Empty Seats at the Coffee Shop

Description

Thoughts on group mentoring and its relation to one-on-one mentoring.

I got started mentoring one-on-one. One day, I was telling my faith story to one of my mentees in a coffee shop. I was pouring it all out – tears, snot, the whole enchilada. I looked around to see who was watching this aging Bozo weep, only to see two empty seats in our booth.

“Wow,” I thought. “I just left it all on the field for this one guy. I could have had two other guys sitting here and tripled the Kingdom impact.”

We mentors often find ourselves in that situation – where we’re doing something all by ourselves when we realize that one of our younger mentees could be gaining something from being there with us.

Coupled with Tim Elmore’s quote, “More time with fewer people, equals greater Kingdom impact,” those empty chairs sparked me to discover this marvelous thing called small group mentoring.

Now, you may be asking, “Fewer people could mean one guy, right?”

Answer: yes.

A big part of the life change my mentees’ experience comes from one-on-one conversations. Small group mentoring isn’t a replacement for that, it’s an accelerator for it. Before a man is going to be vulnerable - i.e. willing to look at himself and allow God to change him - he’s got to be transparent. That happens when he trusts, when he’s become convinced that the environment and the people he’s with are safe.

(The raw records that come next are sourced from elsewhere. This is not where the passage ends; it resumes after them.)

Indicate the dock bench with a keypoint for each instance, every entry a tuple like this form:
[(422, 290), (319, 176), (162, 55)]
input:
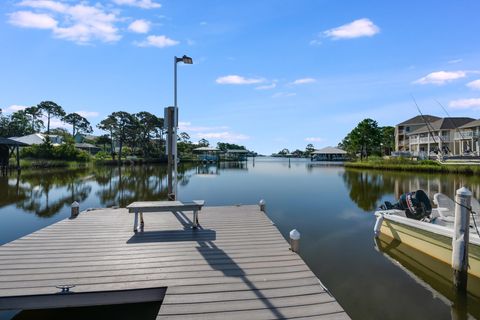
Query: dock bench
[(139, 207)]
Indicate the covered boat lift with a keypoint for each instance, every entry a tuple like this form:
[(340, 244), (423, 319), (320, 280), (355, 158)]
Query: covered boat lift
[(329, 154), (8, 148), (207, 154)]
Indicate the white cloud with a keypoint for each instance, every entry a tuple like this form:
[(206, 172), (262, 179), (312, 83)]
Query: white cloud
[(144, 4), (28, 19), (267, 87), (455, 61), (284, 94), (441, 77), (88, 114), (139, 26), (314, 139), (14, 108), (235, 79), (80, 23), (224, 136), (473, 103), (158, 41), (358, 28), (304, 81), (475, 84), (187, 126)]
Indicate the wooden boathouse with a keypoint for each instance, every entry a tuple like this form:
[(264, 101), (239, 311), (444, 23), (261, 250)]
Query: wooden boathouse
[(235, 265)]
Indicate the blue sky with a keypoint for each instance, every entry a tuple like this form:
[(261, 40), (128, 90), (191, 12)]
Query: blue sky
[(266, 74)]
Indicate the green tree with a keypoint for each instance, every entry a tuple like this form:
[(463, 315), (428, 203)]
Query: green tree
[(108, 124), (35, 113), (19, 124), (79, 123), (104, 140), (365, 139), (147, 127), (51, 110)]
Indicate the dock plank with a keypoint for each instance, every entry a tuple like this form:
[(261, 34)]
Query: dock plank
[(236, 265)]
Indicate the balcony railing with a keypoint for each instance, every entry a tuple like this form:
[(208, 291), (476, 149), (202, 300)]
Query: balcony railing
[(466, 135), (429, 139)]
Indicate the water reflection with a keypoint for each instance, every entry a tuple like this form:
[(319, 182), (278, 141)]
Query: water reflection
[(433, 275)]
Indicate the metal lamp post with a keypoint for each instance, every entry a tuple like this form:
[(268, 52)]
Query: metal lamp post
[(187, 60)]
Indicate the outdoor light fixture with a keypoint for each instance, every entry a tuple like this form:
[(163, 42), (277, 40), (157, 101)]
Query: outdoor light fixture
[(187, 60), (184, 59)]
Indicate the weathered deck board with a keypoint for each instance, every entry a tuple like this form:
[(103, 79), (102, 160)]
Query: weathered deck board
[(236, 266)]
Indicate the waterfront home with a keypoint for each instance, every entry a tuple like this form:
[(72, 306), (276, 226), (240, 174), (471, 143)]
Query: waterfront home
[(39, 138), (452, 135)]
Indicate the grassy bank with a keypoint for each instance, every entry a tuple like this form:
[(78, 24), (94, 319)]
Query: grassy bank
[(401, 164)]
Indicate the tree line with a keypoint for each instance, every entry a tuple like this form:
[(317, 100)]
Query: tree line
[(368, 138)]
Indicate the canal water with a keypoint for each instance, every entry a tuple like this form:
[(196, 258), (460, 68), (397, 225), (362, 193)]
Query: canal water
[(331, 206)]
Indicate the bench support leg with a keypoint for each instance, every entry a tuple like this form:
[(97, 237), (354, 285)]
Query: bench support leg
[(135, 222), (195, 219)]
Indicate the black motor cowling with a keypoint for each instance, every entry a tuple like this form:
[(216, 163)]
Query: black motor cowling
[(416, 205)]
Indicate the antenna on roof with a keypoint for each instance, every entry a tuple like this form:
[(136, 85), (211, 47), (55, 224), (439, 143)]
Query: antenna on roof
[(453, 124)]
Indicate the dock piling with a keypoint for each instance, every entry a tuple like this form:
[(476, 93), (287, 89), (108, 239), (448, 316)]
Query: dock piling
[(294, 240), (460, 238), (262, 204), (75, 210)]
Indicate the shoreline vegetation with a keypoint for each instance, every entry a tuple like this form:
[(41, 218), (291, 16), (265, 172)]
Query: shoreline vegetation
[(403, 164)]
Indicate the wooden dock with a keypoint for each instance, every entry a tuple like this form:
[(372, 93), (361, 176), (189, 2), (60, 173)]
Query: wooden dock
[(236, 265)]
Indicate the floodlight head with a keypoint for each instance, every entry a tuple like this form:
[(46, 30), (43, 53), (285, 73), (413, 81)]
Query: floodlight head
[(184, 59)]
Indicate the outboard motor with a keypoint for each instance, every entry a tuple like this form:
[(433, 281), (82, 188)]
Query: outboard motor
[(416, 205)]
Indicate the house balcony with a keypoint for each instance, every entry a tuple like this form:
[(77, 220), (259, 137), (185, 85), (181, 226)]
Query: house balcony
[(466, 135), (429, 139)]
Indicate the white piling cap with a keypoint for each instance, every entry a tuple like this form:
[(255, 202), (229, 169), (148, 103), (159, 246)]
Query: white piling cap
[(464, 192), (294, 234)]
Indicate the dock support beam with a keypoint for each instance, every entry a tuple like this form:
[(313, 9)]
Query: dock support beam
[(460, 239)]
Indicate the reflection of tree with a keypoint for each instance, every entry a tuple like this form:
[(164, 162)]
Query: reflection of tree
[(38, 188), (367, 188)]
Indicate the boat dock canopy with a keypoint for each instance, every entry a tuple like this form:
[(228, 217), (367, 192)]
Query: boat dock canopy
[(237, 265)]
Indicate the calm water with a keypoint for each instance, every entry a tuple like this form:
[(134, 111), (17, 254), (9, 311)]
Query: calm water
[(332, 208)]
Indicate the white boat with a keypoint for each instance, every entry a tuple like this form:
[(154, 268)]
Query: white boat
[(433, 234)]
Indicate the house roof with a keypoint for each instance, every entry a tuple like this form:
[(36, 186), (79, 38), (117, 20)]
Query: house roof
[(237, 151), (329, 150), (85, 145), (11, 142), (419, 120), (444, 124), (31, 139), (206, 149), (471, 124)]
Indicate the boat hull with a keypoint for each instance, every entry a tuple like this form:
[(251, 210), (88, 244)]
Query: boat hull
[(430, 239)]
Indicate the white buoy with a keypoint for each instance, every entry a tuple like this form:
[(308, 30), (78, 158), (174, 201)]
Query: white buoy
[(461, 229), (378, 225), (262, 204), (75, 209), (294, 240)]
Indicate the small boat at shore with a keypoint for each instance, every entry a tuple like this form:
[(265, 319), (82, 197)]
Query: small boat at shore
[(430, 231)]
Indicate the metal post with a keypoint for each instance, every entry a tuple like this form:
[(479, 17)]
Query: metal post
[(460, 239), (175, 157), (169, 118)]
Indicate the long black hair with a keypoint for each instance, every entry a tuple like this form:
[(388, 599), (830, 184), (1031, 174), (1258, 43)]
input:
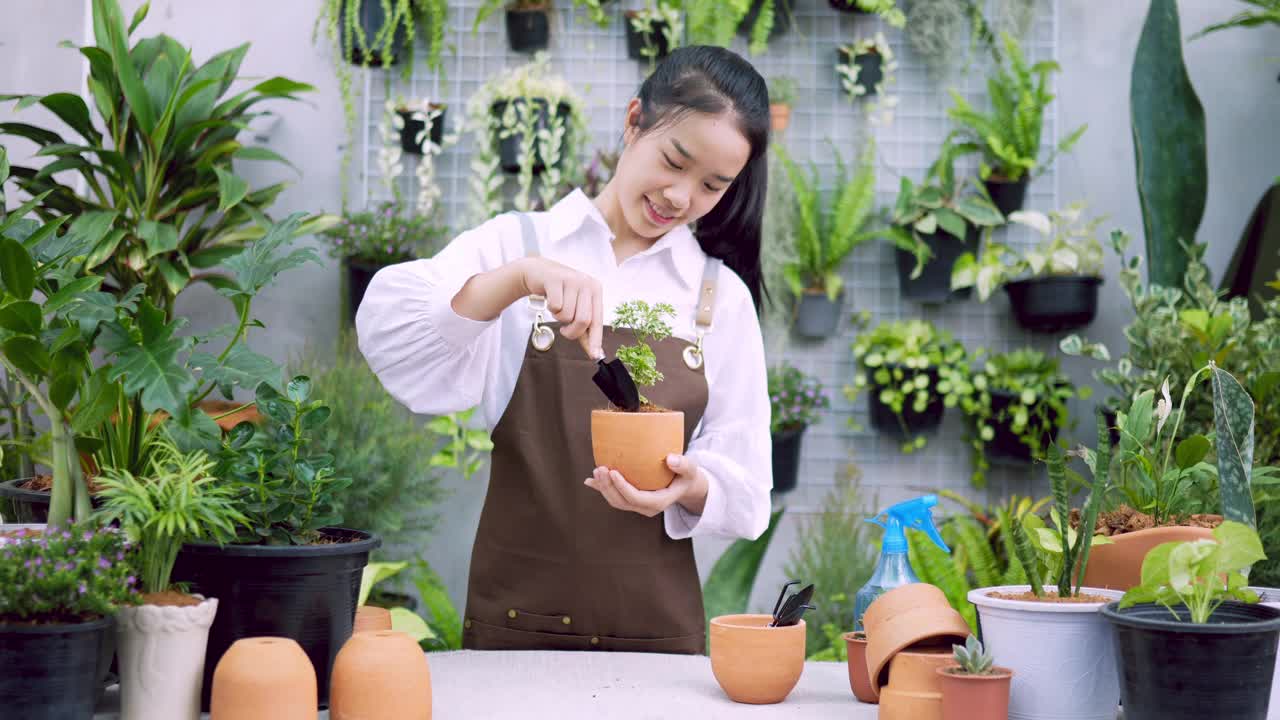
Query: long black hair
[(703, 78)]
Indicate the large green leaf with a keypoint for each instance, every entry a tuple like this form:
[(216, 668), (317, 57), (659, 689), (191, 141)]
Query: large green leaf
[(1169, 145)]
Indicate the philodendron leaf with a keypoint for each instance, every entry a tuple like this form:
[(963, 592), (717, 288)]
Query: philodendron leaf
[(1233, 422)]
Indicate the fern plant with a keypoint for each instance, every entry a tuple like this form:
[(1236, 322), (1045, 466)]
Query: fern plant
[(1009, 136)]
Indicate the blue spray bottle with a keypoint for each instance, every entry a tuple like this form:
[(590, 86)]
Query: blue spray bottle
[(894, 569)]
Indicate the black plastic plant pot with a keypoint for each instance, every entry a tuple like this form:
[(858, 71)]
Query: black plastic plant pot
[(1008, 196), (511, 149), (638, 41), (817, 315), (371, 19), (913, 423), (933, 286), (786, 459), (412, 126), (54, 671), (529, 31), (1174, 669), (302, 592), (1054, 304)]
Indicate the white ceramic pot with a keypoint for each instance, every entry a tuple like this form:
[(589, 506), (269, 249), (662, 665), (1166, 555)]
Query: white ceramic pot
[(1063, 654), (161, 654)]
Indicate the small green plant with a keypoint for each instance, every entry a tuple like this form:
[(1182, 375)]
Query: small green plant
[(1070, 247), (972, 657), (1010, 135), (1200, 574), (649, 326), (177, 500)]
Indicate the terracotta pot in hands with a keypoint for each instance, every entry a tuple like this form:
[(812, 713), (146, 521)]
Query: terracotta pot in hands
[(636, 445), (974, 697), (753, 662)]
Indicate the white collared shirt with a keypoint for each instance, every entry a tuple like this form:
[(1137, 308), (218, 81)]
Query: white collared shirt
[(435, 361)]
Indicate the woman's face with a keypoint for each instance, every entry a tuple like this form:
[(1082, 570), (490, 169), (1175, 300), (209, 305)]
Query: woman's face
[(676, 173)]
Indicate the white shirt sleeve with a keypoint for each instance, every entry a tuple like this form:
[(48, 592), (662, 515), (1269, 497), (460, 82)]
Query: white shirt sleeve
[(429, 358), (734, 447)]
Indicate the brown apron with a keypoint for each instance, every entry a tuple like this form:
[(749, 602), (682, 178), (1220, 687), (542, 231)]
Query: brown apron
[(554, 566)]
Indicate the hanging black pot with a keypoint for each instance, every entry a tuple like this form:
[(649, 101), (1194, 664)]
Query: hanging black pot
[(935, 282), (54, 671), (786, 459), (638, 41), (511, 149), (302, 592), (818, 315), (1174, 669), (1054, 304), (371, 19), (1008, 196), (528, 30), (414, 122), (913, 423)]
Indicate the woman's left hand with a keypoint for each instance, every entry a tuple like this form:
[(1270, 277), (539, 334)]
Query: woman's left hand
[(689, 488)]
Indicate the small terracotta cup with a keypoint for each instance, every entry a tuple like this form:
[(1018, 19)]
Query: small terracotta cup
[(371, 619), (974, 697), (380, 675), (264, 679), (909, 615), (636, 445), (753, 662)]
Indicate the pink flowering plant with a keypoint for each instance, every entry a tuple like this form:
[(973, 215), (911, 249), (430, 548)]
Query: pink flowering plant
[(65, 575), (384, 236), (796, 399)]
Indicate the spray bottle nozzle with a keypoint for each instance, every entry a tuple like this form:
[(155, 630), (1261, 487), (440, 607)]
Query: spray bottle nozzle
[(909, 514)]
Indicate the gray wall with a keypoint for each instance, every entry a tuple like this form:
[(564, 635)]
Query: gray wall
[(1232, 72)]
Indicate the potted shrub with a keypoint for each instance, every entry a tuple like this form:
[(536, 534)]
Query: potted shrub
[(1193, 605), (62, 589), (293, 573), (1009, 136), (936, 223), (782, 96), (654, 31), (163, 639), (974, 688), (824, 237), (912, 373), (1054, 610), (796, 400), (638, 443), (1016, 408), (529, 122), (1051, 287)]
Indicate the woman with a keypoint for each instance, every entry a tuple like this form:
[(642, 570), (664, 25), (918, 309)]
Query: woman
[(560, 561)]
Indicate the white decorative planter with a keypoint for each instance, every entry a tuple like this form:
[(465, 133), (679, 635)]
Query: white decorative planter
[(1063, 654), (161, 652)]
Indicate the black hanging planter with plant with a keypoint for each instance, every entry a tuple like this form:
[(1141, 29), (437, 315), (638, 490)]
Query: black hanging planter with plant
[(1174, 669), (54, 671), (1054, 304), (933, 286), (529, 28), (307, 593)]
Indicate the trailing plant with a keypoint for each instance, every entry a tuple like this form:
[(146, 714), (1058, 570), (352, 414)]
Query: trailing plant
[(1070, 247), (163, 196), (177, 500), (1193, 578), (796, 400), (287, 492), (65, 574), (1009, 136), (1034, 392), (908, 364), (824, 237), (526, 90)]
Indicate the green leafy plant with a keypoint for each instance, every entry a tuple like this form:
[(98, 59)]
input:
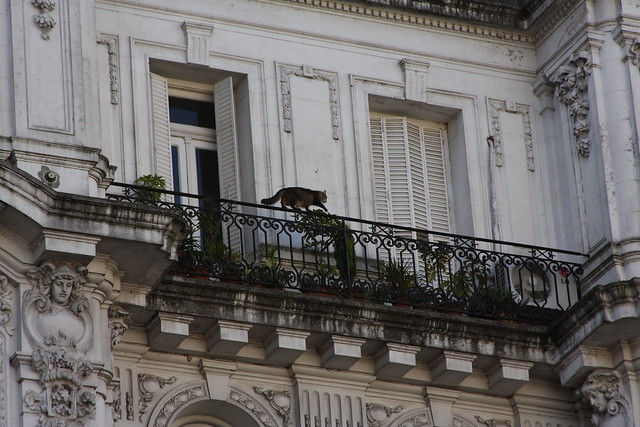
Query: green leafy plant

If you’re mentoring someone one-on-one, you’ve got to reach that same point. They have to trust you enough to open up to you. Before they’re likely to do that, you’re going to open up to the. tell them your story, earn their trust. Once you’re there, you’ll make suggestions to them, offer them books to read, assignments… e.g. things to try and report back to you on. Over time, as they responds to your guidance and suggestions, you’ll see God begin to change them, and that’s cool. But what I’ve discovered is that these steps happen so much quicker in a group setting.